This article exists as part of the online archive for HuffPost Australia, which closed in 2021.

Marvel Lied To Us About 'Avengers: Infinity War'

Marvel Lied To Us About 'Avengers: Infinity War'

Warning! If you do not want to know who dies in “Avengers: Infinity War,” do not keep reading. You have been warned.

What. Just. Happened?

For fans of the Marvel universe, death has never really meant death. We’ve seen Loki “die” and come back plenty of times. Bucky Barnes and Nick Fury have been assumed dead at various points, only to spring back into existence in the Marvel Cinematic Universe as well.

But this time, it was supposed to be different.

Leading up to the release of “Avengers: Infinity War,” the directors of the film spoke about the movie as a “final chapter.” Marvel boss Kevin Feige talked about the deaths in the movie being “real” this time. In an interview on April 22, one day before the premiere, I asked writers Christopher Markus and Stephen McFeely to define what death means in their recent project.

“Death is death,” McFeely said. “I mean, we’re sensitive to that, and certainly the Marvel universe played with taking characters away and then giving them back to you in some other form. If we say goodbye to some characters, we will say it permanently.”

He continued: “The idea is that this movie’s going to be different and has a potential to be really good is because the stakes are real and choices are real and we know that we’ve cried wolf a little bit on that, so I suppose some audience members might look at that skeptically, but trust us.”

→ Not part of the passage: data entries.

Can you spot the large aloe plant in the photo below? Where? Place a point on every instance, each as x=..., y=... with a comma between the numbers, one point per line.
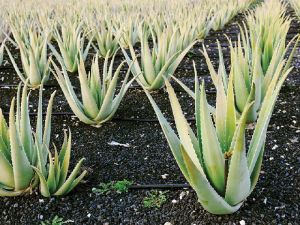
x=32, y=43
x=217, y=161
x=158, y=63
x=99, y=102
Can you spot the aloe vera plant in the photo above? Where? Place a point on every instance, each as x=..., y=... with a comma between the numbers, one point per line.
x=296, y=6
x=24, y=153
x=32, y=43
x=18, y=147
x=99, y=102
x=129, y=31
x=2, y=45
x=268, y=27
x=70, y=38
x=217, y=161
x=53, y=177
x=159, y=63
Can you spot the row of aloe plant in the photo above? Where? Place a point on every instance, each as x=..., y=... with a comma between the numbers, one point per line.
x=219, y=161
x=74, y=32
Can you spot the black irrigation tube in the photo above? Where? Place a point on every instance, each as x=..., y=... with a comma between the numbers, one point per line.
x=136, y=86
x=159, y=186
x=150, y=120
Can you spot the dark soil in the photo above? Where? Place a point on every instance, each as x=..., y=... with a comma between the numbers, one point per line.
x=148, y=159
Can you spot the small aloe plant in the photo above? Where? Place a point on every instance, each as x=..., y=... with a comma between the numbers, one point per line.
x=2, y=45
x=99, y=102
x=32, y=43
x=18, y=146
x=24, y=153
x=215, y=161
x=159, y=63
x=53, y=178
x=107, y=38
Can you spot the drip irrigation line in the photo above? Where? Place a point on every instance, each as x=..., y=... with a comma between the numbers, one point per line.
x=132, y=87
x=144, y=120
x=159, y=186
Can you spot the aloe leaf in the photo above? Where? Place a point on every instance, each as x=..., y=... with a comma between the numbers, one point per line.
x=238, y=180
x=15, y=66
x=72, y=100
x=25, y=127
x=6, y=175
x=34, y=73
x=23, y=172
x=64, y=160
x=43, y=184
x=106, y=107
x=47, y=127
x=207, y=195
x=212, y=153
x=65, y=187
x=89, y=103
x=259, y=135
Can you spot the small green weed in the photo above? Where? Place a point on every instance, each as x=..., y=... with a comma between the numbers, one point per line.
x=118, y=186
x=56, y=221
x=155, y=199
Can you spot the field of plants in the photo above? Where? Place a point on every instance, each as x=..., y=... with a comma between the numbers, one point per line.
x=149, y=112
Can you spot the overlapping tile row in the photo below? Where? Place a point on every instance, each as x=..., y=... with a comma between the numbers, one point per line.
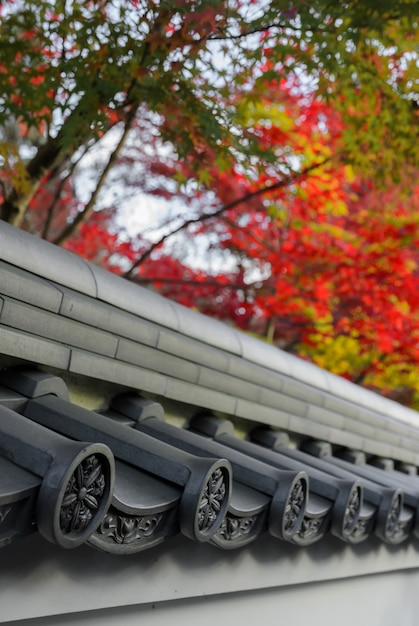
x=124, y=479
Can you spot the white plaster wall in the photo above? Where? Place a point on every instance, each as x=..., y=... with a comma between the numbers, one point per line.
x=188, y=583
x=378, y=600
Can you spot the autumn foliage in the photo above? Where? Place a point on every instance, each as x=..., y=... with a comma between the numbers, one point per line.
x=281, y=139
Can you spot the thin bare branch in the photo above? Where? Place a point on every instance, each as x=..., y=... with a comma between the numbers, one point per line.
x=285, y=182
x=82, y=216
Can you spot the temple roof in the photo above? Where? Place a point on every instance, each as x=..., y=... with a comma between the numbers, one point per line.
x=126, y=419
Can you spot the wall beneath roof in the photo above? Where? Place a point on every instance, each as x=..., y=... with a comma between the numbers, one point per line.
x=183, y=583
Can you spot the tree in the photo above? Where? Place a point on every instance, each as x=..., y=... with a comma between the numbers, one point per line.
x=283, y=129
x=72, y=71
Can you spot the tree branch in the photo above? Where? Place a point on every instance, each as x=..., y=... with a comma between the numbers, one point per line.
x=285, y=182
x=86, y=212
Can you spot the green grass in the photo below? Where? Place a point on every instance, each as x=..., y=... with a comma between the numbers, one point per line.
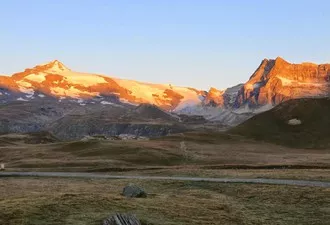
x=51, y=201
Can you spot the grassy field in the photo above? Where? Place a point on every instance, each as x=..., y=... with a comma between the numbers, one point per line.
x=212, y=149
x=208, y=155
x=51, y=201
x=33, y=201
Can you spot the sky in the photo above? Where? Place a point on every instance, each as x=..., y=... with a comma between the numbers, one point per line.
x=195, y=43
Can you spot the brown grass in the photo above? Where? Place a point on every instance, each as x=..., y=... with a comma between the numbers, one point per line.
x=28, y=201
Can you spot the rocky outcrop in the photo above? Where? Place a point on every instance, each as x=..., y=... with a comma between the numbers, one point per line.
x=134, y=191
x=277, y=80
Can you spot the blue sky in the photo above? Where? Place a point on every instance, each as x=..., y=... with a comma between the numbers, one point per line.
x=194, y=43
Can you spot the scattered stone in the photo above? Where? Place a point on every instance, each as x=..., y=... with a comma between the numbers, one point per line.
x=294, y=122
x=134, y=191
x=121, y=219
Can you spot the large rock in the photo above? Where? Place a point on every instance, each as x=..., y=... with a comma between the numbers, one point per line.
x=121, y=219
x=134, y=191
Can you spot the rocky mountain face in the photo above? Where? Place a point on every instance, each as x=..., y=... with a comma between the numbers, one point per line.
x=73, y=104
x=56, y=80
x=277, y=80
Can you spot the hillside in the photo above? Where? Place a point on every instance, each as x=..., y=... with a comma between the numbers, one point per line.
x=301, y=123
x=273, y=82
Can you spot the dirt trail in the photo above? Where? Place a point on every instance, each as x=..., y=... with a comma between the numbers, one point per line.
x=218, y=180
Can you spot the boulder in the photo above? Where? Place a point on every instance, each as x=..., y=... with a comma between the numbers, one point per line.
x=133, y=191
x=121, y=219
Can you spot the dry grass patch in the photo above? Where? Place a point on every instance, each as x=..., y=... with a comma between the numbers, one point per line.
x=77, y=201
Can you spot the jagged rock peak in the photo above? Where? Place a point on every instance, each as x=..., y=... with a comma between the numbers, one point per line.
x=54, y=65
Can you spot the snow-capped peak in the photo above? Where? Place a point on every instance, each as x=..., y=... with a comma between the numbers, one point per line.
x=55, y=67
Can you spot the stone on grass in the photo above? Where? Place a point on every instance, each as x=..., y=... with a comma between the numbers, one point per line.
x=134, y=191
x=121, y=219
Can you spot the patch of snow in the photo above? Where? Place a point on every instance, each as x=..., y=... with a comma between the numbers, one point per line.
x=107, y=103
x=288, y=82
x=71, y=92
x=22, y=99
x=127, y=102
x=145, y=91
x=40, y=77
x=30, y=96
x=84, y=79
x=294, y=122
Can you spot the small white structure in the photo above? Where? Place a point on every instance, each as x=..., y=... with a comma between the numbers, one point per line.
x=294, y=122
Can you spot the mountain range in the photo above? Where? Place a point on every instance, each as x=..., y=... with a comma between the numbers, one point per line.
x=52, y=96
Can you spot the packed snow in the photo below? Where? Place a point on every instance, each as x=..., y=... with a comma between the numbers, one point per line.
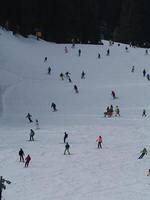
x=111, y=173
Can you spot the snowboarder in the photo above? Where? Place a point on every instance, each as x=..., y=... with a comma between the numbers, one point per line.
x=45, y=59
x=144, y=113
x=143, y=153
x=113, y=94
x=21, y=154
x=117, y=111
x=61, y=76
x=144, y=72
x=49, y=70
x=29, y=117
x=67, y=146
x=83, y=75
x=133, y=68
x=108, y=52
x=27, y=160
x=32, y=133
x=79, y=52
x=65, y=137
x=100, y=141
x=53, y=105
x=37, y=124
x=76, y=89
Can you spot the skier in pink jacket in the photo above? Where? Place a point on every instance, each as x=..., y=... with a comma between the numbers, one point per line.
x=100, y=141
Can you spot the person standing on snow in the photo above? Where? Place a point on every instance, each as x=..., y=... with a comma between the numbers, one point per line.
x=76, y=89
x=113, y=94
x=144, y=113
x=65, y=137
x=144, y=72
x=49, y=70
x=29, y=117
x=100, y=141
x=27, y=160
x=21, y=154
x=67, y=146
x=143, y=153
x=117, y=111
x=53, y=105
x=79, y=52
x=83, y=75
x=37, y=124
x=45, y=59
x=32, y=133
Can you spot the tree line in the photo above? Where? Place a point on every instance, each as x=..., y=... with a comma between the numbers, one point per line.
x=81, y=20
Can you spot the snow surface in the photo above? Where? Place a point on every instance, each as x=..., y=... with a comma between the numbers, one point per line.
x=111, y=173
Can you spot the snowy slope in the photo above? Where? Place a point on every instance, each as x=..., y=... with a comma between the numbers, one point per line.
x=88, y=173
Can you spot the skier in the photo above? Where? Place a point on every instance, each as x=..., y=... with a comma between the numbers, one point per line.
x=100, y=141
x=144, y=113
x=144, y=72
x=61, y=76
x=67, y=74
x=79, y=52
x=27, y=160
x=113, y=94
x=148, y=77
x=126, y=48
x=143, y=153
x=53, y=105
x=76, y=89
x=67, y=146
x=49, y=70
x=148, y=173
x=32, y=133
x=66, y=49
x=133, y=68
x=65, y=137
x=108, y=52
x=146, y=52
x=21, y=154
x=37, y=124
x=83, y=75
x=117, y=111
x=29, y=117
x=45, y=59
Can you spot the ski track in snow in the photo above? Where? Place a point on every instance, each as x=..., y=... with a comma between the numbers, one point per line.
x=113, y=172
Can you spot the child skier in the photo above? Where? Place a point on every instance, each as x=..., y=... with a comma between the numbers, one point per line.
x=27, y=159
x=113, y=94
x=143, y=153
x=76, y=89
x=53, y=105
x=29, y=117
x=32, y=133
x=21, y=154
x=67, y=146
x=100, y=141
x=65, y=137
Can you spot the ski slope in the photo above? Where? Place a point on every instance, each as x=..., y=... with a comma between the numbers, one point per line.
x=111, y=173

Did you get all that? “Permanent,” he said. “Trust us,” he said.

So I audibly gasped in the theater when certain characters bit the dust. Loki in the film’s first minutes. (Are you kidding me?) Gamora just halfway through the movie. (Holy what?) That is, until the very end, when Spider-Man, most of the Guardians of the Galaxy and Black Panther ― yes, even T’Challa ― crumbled to ash at the snap of Thanos’ fingers, thus rendering everything Marvel said to be pretty much baloney.

As my colleague Matt Jacobs pointed out, these characters are coming back.

New movies are already in the works for “Spider-Man,” “Guardians of the Galaxy” and “Black Panther.” Is the third “Guardians” going to be about Rocket living life as a raccoon on Earth? Is “Spider-Man 2″ going to just focus on Ned putting that Lego Death Star he broke back together?